The first human settlers on Floreana Island in the 1930s included a cheating German couple who left their spouses, moved across the world in search of utopia, removed all their teeth, and walked around naked; another couple who invited themselves in while four months pregnant and needing care, and a polyamorous land-grabbing baroness who disappeared with one of her two lovers, in a possible escape, suicide, or murder. Everyone had contradicting accounts — even now there are only theories and speculation as to what happened — and four of the eight adults wound up dead or gone. (There’s a film about all of this. It’s out there online, and it’s a fascinating watch.)
Various islands were used as penal colonies on and off until the 1950s, where rampant prisoner abuse included the arduous construction of a heavy stone wall for no reason other than punishment, and an eventual revolt of 26 prisoners led to a massacre of guards and destruction of a neighbouring village, an attempted escape on a US Navy ship, a manhunt that ended in Panama, and a resulting political scandal. Whew. That I can barely find any information on this online, having learned this from our guide who grew up in the Galápagos, really shows just how much more there is to this place.

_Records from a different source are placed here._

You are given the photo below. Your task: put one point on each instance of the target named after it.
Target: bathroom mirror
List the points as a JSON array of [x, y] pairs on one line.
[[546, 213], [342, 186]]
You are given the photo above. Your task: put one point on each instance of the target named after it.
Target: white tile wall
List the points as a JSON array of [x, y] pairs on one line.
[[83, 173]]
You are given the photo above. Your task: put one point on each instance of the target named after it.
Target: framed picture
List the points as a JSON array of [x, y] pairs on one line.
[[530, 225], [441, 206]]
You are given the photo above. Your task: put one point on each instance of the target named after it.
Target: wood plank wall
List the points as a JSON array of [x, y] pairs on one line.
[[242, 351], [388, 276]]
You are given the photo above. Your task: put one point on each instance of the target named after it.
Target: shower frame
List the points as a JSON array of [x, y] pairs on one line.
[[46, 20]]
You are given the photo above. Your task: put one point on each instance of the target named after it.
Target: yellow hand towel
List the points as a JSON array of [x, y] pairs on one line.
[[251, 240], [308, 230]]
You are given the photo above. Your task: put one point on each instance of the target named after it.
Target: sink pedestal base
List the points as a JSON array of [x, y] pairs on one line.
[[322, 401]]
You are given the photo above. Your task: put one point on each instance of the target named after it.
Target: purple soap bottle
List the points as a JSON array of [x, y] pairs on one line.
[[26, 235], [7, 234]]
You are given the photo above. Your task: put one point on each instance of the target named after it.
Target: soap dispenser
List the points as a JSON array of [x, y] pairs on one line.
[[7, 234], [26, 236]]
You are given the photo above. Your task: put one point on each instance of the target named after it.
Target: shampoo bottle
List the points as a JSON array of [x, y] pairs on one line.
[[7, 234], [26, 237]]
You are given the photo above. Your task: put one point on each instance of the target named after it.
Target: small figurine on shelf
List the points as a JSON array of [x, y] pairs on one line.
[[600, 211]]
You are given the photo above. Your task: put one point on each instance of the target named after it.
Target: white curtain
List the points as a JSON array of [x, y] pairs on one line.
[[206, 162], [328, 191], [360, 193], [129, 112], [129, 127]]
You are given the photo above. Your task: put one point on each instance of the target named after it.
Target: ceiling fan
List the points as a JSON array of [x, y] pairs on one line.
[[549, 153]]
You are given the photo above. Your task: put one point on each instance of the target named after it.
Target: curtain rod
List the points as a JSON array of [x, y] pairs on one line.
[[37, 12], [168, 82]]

A week was not enough: there’s always more weird stories, more islands to visit, more animals to see. (I missed out on the hammerheads and whale sharks!) And yet it was already almost too much: while beyond what I could have ever imagined, what I thought would be a relaxing cruise turned out to be the most physically intense portion of my entire trip, which was already jam-packed. I’m exhausted! But what a high note to end on — something incredibly fulfilling, engrossing, and with so much more to keep me guessing. It took me 10 years to keep a promise to myself to visit. I’m not making any more promises this time, but I wonder where another 10 years will lead me.